Emerald is a large, friendly country town that was established in 1879 as a base for the building of the western railway. Although the famous Sapphire Gemfields are situated close by, Emerald was named after the lush green pastures on ‘Emerald Downs’, a property settled by early pioneers just north of town.
In 1972, the construction of Fairbairn Dam and the Emerald Irrigation Scheme allowed for the significant development and expansion of agriculture across the region. Located 25 kilometres southwest of Emerald, almost on top of the Tropic of Capricorn, the dam was built across the Nogoa River, to create Lake Maraboon, Queensland’s second largest lake. At capacity, Fairbairn Dam can hold up to 5 times the water in the Sydney Harbour, and is a favourite spot for skiing, boating, and fishing. The lake is stocked with several kinds of fish, including barramundi, perch, bass, saratoga and red claw crayfish.
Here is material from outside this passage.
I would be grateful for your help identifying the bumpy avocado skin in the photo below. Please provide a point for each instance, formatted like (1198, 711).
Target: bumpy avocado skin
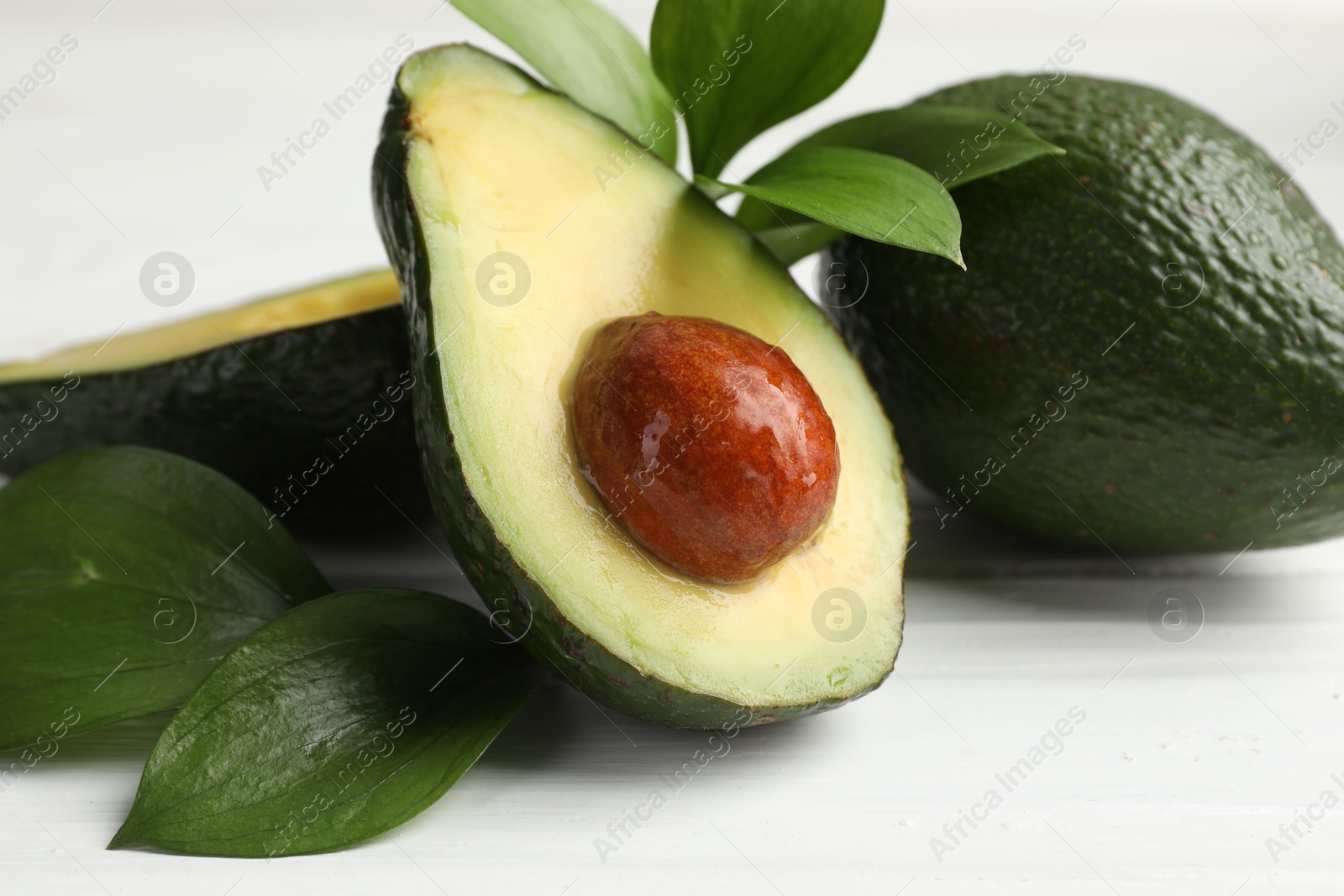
(1215, 419)
(260, 414)
(515, 600)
The primary purpose of Fairbairn Dam is for irrigation, with farmers supplied with water for cotton, citrus and other horticulture operations. The construction of the dam also assisted the development of the large-scale coal mining within the Bowen Basin, which today produces around 80 per cent of Queensland’s total coal exports.
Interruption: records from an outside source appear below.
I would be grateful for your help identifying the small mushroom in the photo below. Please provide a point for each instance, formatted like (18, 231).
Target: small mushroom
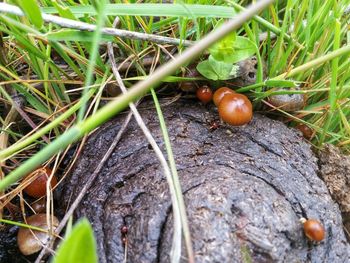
(313, 229)
(235, 109)
(204, 94)
(220, 93)
(39, 206)
(31, 241)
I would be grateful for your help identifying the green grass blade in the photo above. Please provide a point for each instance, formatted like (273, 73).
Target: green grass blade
(169, 10)
(32, 11)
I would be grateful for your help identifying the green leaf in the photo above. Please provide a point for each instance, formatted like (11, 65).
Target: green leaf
(63, 11)
(280, 83)
(75, 35)
(244, 48)
(79, 246)
(223, 70)
(169, 10)
(206, 70)
(224, 49)
(217, 70)
(32, 11)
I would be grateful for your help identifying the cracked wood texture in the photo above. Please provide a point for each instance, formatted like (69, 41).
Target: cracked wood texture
(245, 189)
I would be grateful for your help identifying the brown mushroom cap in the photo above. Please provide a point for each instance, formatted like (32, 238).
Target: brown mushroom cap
(31, 241)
Further down on the banks of the Nogoa River are the Emerald Botanical Gardens, which are a ‘must-see’ on any visitor’s list. Situated on both sides of the river, the 42 hectares of gardens include a rose garden, maze, wedding chapel, sculptures, rainforest, and 6 kilometres of walking tracks leading to different plant communities.
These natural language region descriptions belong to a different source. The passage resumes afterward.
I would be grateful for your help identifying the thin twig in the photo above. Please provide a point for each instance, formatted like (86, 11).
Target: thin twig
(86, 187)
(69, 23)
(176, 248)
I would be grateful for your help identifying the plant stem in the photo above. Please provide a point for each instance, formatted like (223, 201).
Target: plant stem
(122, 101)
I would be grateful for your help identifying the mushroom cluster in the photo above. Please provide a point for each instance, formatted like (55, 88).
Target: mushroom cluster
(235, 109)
After admiring the different species of plants in the Botanic Gardens, check out the ‘big sunflower’. Building on its reputation as a major sunflower producer, Emerald is now home to the world’s biggest Van Gogh sunflower painting on an easel located in Morton Park. The superstructure is 25 metres high with approximately 13.6 tonnes of steel involved in its construction.
Adjacent you’ll find the ‘straw bale’ Visitor Information Centre where the friendly staff can provide information on exploring Emerald and the surrounding Central Highlands.
There are great photo opportunities down the street at the National Trust listed Railway Station. Built in 1900 and restored in 1986, the building has elaborate wrought iron lacework and pillared portico.
For more history, head into the Centre of Town and to view the ancient fossilised tree at the Town Hall aged 250 million years. Discovered in 1979 when a new railway bridge was being built across the Mackenzie River, it was presented to the town by BHP, who operated the Gregory Crinum Mine.
Emerald is the perfect place to stay and explore or base yourself while you experience the rich diversity of the Central Highlands, Queensland region.